The Bonn, Germany-based logistics group uses AI and automation for document management, customer chatbots, robotics in warehouses, and more recently GenAI. “We have a long history of technological rollouts and communication teams have always had the role of informing employees and the public,” said Matt Zuvela, senior editorial expert, digital & employee communications at DHL.

It rolled out a GenAI hub in December 2023 – its version of ChatGPT – and has latterly adopted Copilot Chat. In the GenAI hub, all desktop employees were encouraged via the group’s Smart Connect intranet to use AI, explore how it can work in their day-to-day jobs, and build trust with it. “We put that as a global top story in our 22 most frequently used languages so employees could see it on their Smart Connect mobile app,” Zuvela said. “We went into our five divisions at DHL and said, ‘Hey, you may want to communicate this to your staff.’ So that got cascaded through divisional newsletters. In addition, in Bonn we ran some in-person events with our senior leaders.”
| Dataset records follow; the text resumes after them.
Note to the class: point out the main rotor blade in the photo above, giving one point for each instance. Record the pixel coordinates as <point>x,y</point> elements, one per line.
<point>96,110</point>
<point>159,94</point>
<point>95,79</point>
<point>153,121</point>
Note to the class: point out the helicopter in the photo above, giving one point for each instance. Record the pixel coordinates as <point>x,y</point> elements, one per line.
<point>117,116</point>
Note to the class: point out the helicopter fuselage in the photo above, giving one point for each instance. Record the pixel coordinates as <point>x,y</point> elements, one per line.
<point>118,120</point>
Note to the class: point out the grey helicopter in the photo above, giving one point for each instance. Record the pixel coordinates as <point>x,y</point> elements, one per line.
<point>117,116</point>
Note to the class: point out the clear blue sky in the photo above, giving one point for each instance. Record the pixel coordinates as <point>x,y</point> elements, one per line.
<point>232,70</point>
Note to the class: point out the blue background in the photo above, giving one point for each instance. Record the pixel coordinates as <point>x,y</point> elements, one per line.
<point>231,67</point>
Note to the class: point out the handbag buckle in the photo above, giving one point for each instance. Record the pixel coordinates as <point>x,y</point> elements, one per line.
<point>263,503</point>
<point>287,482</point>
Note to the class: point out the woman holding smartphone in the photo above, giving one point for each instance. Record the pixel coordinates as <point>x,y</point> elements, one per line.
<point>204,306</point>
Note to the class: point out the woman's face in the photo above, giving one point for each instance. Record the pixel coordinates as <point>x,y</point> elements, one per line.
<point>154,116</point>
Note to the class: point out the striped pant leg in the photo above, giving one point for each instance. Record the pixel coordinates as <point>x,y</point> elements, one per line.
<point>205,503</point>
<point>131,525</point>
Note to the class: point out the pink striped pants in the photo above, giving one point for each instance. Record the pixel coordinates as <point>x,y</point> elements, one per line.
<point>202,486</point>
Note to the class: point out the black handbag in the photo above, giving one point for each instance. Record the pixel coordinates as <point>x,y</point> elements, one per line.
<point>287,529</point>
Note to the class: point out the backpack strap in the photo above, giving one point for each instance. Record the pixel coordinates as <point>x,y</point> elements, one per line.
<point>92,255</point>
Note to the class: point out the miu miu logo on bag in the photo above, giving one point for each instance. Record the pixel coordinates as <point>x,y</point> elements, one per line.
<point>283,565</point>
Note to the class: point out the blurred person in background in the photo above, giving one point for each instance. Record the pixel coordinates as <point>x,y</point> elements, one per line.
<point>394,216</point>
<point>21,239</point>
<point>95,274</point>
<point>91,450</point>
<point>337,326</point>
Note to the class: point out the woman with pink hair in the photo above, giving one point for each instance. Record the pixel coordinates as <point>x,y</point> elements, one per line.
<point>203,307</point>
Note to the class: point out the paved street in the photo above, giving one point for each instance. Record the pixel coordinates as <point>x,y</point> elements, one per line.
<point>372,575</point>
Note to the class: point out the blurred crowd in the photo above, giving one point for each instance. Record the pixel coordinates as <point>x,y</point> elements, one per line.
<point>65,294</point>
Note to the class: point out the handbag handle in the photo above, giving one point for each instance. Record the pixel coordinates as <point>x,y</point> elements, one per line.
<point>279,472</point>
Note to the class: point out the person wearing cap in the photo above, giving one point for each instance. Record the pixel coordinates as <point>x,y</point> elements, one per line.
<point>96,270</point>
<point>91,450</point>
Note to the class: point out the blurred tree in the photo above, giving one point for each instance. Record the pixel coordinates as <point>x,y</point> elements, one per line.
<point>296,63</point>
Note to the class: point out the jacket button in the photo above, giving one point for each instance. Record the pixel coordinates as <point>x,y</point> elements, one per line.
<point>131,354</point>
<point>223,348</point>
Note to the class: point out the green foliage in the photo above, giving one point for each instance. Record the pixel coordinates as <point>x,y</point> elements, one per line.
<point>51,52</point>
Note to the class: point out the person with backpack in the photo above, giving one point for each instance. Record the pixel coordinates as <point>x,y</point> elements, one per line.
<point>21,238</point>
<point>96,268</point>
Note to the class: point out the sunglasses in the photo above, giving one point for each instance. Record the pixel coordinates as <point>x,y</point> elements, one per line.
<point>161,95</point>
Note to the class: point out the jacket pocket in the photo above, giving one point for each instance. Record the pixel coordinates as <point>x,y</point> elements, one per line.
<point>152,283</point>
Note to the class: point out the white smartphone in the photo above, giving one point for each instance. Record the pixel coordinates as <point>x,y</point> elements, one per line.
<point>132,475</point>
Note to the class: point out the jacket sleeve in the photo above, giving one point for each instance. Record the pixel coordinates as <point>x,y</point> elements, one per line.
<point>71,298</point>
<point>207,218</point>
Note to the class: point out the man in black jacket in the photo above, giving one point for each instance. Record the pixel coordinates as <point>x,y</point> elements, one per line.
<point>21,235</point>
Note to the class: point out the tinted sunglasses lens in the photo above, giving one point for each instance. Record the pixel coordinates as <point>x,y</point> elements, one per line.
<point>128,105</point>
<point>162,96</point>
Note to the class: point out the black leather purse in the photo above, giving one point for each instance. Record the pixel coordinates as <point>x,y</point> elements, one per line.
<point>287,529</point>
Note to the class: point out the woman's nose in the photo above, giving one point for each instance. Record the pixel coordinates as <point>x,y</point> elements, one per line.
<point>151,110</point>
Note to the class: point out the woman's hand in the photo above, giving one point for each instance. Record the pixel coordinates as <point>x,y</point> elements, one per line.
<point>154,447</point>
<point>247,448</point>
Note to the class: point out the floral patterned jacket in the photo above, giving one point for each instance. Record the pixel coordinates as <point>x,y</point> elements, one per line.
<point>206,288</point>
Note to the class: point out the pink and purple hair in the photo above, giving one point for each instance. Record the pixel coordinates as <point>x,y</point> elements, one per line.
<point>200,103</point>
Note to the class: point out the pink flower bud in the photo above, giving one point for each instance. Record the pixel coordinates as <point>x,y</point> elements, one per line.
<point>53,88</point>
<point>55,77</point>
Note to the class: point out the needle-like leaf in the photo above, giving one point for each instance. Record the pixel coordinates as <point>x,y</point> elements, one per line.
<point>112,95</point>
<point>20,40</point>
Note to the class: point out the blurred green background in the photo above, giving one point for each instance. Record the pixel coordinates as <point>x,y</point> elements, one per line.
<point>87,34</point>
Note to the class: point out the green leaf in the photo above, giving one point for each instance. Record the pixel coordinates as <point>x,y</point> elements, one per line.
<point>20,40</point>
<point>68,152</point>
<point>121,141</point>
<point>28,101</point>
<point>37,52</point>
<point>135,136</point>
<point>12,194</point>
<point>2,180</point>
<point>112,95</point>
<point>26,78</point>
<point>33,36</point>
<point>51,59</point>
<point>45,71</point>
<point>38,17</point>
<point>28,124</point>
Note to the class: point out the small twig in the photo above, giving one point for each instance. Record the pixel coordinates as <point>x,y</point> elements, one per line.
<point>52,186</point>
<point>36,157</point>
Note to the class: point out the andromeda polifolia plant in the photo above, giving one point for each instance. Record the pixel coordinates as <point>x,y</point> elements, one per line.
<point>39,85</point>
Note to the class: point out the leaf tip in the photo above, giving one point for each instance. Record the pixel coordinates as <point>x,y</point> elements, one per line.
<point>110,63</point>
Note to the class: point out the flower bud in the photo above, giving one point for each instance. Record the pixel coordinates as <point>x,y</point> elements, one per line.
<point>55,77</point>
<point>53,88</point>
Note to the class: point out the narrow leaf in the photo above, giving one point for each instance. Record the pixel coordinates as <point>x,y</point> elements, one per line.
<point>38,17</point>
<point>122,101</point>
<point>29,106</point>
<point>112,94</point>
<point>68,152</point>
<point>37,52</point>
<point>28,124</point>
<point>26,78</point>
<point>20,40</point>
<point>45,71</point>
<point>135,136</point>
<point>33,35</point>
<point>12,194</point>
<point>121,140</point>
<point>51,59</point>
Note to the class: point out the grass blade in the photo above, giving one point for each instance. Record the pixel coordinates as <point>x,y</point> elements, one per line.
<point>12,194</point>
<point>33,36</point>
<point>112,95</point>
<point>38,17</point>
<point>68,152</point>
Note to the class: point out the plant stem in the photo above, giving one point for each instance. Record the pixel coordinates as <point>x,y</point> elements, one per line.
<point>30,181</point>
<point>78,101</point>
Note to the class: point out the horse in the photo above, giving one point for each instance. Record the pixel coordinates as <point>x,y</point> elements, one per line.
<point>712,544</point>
The communications pointed employees to resources including its internal prompt book highlighting generic use cases and success stories. That included DHL’s use of robotics as well as GenAI. It also meant creating Q&As and video tutorials for employees. “We wanted to let people know that GenAI existed and it was useful. You don’t need to be afraid of it. You can use it as you see fit and try it out in a compliant way. We tried to demonstrate the value of change as close to an employee’s role as possible,” Zuvela said.

“The message was we use AI to help us and not the other way around. That trickles down from employee to employee. But if people have concerns, we want to hear them.”

Follow-up sessions on employee experiences with AI have also been important. They are hosted by AI experts within the business across various time zones. “The communications team also offered crash courses to get people on board with the basics. We had several sessions. We meet people where they are, not where you want them to be, either beginners or people experienced in using AI,” Zuvela explained.

“But whether it’s robotics or AI, it is about telling people that these tools are here to help you and make your job easier. But the real ‘A-ha’ moment is when it is deployed, and people start using it. Any progress is good progress.”

Sonya Poonian, AI lead, digital transformation and transformation practice at Gallagher, says internal communications teams must work closely with leaders to ensure transparent and accurate messaging. “Employees want to hear directly from decision-makers about the vision and commitment to supporting people through change.

“Every organisation should have a proactive internal communications strategy for AI, including upskilling the function itself. By leading with clarity and trust, internal communications can turn uncertainty into confidence and make AI adoption a positive cultural shift.”